DLRG Holzminden sichert Strand in Rerik
Auch in diesem Jahr machten wir uns aus Holzminden auf den Weg zur Küste, um im Rahmen des zentralen Wasserrettungsdienstes an der Ostsee in Rerik eine Woche lang am Strand die Wasseraufsicht zu übernehmen. Während ein Kamerad geplant am Montag wieder Richtung Heimat fuhr, verblieben sieben bei Sonnenschein und angenehmen Sommertemperaturen bei um die 20 Grad bis zum Ende der Wachzeit. Die Nachrichten über die kühlen 20 Grad riefen zu Hause viel Unglauben hervor, aber ich kann euch sagen, dass mir im Gebäude der Hauptwache ziemlich kalt war. Die Tage waren mit Wachdienst von 10:00 bis 18:00 Uhr verplant. Nach Wachende wurde gemeinsam gekocht und gegessen. Anschließend ging es für uns an den Strand zum Schwimmen oder in die Stadt zum Minigolf spielen.
Ein Highlight des Wachdiensts war eine kleine Gruppe Jugendliche, die zum ersten Mal ihre Füße in die Ostsee gesetzt haben. Dabei vertrauten sie auf unseren Kameraden Marc, der die Gruppe im Wasser nicht aus den Augen ließ. Das Anliegen der Jugendlichen und der Betreuer, Sicherheit und Spaß im Wasser, wurde zur aller Zufriedenheit erfüllt.
Eine kleine Überraschung für die Bootsführer gab es am letzten Freitag.
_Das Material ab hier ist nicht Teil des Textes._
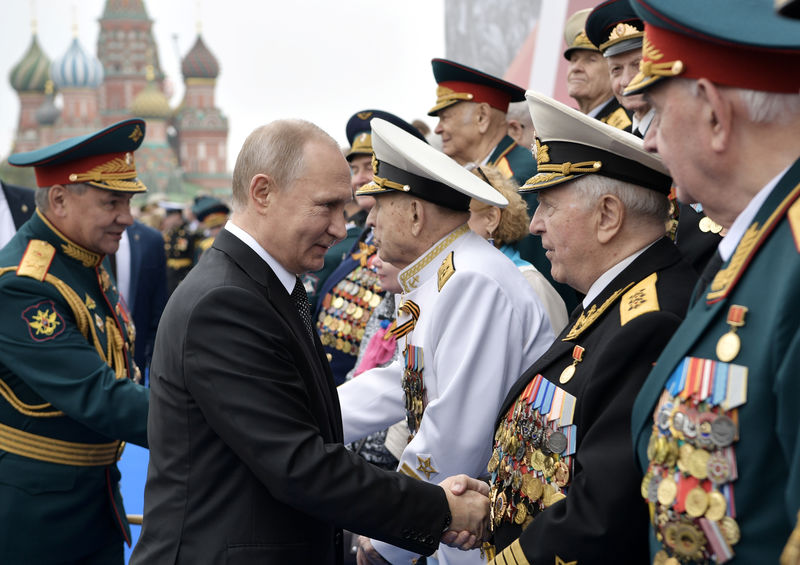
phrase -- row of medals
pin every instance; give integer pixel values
(695, 442)
(531, 473)
(347, 308)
Sie durften mit einem Inflatable Rescue Boat (IRB - ein motorisiertes aufblasbares Rettungsboot aus Gummi für die schnelle Wasserrettung) nach australischem Standard eine halbe Stunde testen und hatten dabei richtig Spaß. Das IRB war tagsüber zur Absicherung des Hawaiian Sports Festivals eingesetzt, bei dem zahlreiche Outrigger-Kanus an den Deutschen Meisterschaften der Ocean Sports teilnahmen. Der Unterschied zum in Rerik stationierten IRB war zum einen der stärkere 35 PS 2-Takt Motor und ein Rumpf komplett aus Gummi. Das IRB nach australischem Standard war in der Endgeschwindigkeit damit deutlich schneller und wendiger.
Auch nächstes Jahr werden wir wieder an die Küste fahren, denn den Spaß, die Freude und die Gemeinschaft sind unvergesslich.